The Slop Paradox: How Synthetic Standardization Erodes Clinical Uncertainty and Cross-Modal Alignment in AI-Rewritten Radiology Reports

arXiv:2606.17791v1 Announce Type: new Abstract: AI-assisted clinical documentation tools increasingly summarize, standardize, and reformat radiology reports using large language models (LLMs). We present a controlled measurement of the resulting information degradation. Using 450 chest X-ray reports from the Indiana University dataset, we generate synthetic versions via three realistic LLM rewriting tasks: EHR summarization, standardized rewriting, and teaching case preparation. We measure entity erosion (via medical NER), hedging collapse (loss of clinical uncertainty language), and cross-mod
The proliferation of AI-assisted clinical documentation tools makes understanding their impact on critical medical data an immediate concern, as LLMs are increasingly integrated into healthcare workflows.

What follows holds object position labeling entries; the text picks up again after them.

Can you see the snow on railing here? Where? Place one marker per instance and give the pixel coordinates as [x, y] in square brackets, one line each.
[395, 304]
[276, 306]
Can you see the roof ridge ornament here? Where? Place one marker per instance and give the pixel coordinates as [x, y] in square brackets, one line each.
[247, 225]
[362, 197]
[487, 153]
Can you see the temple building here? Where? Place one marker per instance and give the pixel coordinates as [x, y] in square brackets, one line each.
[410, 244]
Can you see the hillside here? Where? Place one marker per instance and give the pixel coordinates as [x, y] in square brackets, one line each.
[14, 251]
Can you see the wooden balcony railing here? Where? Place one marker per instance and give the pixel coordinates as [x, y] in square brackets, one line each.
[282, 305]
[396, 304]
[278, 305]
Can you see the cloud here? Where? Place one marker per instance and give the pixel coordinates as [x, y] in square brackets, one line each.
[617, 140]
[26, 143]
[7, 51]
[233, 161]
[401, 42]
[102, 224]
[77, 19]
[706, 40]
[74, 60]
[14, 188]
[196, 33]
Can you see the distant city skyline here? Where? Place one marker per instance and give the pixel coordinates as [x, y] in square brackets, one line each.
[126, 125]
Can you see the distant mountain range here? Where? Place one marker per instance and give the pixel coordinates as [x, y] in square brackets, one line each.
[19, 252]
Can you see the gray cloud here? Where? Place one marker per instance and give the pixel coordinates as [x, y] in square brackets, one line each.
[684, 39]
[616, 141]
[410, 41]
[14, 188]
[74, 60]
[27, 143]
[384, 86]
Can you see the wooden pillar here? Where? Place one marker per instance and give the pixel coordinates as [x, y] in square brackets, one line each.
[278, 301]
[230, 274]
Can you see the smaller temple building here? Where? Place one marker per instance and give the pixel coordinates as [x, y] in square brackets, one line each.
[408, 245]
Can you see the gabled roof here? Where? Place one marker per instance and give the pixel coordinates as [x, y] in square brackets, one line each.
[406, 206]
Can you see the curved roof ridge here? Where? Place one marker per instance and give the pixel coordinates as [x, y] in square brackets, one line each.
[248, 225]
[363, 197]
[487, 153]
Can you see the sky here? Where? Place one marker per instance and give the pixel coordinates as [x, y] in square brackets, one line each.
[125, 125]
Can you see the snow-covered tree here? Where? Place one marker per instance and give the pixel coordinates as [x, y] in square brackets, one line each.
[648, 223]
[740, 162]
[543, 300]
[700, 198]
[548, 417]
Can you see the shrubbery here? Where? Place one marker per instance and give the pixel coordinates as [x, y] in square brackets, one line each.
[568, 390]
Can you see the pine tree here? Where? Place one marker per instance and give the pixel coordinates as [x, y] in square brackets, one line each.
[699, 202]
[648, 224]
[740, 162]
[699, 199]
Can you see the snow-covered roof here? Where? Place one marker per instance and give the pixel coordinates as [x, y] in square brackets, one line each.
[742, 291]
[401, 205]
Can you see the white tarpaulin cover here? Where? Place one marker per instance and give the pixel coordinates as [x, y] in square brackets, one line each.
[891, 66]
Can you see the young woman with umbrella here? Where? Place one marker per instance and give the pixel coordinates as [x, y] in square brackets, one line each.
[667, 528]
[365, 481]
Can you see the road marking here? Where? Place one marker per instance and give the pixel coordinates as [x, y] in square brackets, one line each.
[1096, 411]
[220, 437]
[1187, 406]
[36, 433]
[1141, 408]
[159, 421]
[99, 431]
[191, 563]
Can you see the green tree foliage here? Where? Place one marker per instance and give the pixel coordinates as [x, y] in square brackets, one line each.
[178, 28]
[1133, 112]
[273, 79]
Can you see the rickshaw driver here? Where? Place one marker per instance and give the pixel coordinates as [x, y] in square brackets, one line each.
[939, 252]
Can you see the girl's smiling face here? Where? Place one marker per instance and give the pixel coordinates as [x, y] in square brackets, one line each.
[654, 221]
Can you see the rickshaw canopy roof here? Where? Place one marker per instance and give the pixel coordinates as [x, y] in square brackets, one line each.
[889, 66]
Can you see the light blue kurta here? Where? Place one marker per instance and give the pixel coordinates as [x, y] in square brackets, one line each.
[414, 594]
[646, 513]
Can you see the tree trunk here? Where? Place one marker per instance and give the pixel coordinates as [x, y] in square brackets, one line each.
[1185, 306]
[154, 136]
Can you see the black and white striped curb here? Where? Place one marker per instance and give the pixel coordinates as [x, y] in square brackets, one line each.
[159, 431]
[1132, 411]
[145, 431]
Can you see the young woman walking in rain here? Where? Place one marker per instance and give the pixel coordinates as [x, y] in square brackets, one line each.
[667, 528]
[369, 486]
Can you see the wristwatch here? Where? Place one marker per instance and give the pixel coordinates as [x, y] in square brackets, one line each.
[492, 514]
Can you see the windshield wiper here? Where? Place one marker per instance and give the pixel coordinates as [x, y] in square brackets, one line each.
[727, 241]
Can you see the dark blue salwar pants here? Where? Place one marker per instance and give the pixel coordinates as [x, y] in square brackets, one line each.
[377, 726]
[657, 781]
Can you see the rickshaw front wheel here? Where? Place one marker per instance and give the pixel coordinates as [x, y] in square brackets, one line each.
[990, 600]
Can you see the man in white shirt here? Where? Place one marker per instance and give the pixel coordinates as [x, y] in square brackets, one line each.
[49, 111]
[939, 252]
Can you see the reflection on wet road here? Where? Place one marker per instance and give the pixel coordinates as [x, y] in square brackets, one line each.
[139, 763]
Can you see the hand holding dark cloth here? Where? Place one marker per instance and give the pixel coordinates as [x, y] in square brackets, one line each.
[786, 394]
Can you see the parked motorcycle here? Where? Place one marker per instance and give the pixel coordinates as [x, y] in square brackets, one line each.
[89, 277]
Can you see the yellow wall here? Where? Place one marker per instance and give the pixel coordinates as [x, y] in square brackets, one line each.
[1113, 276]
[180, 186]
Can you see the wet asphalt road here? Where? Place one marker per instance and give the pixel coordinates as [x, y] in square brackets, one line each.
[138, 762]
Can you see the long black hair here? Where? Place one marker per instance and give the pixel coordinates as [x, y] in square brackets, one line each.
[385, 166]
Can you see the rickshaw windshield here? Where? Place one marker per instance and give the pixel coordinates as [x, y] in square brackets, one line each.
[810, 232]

Degradation of clinical uncertainty and information loss in AI-generated medical reports could lead to misdiagnosis, legal liabilities, and a fundamental shift in how medical professionals trust and interact with documentation.
The study highlights a critical flaw in current AI summarization and standardization approaches, forcing a re-evaluation of how LLMs are applied in high-stakes environments like radiology.
- · AI ethics researchers
- · Medical data integrity solutions
- · Healthcare regulatory bodies
- · Human medical report reviewers
- · Over-aggressive AI integration in healthcare
- · LLMs without robust clinical validation
- · Healthcare providers relying solely on AI summaries
- · Patients enduring diagnostic errors
Increased scrutiny and demand for explainable and fidelity-preserving AI in healthcare.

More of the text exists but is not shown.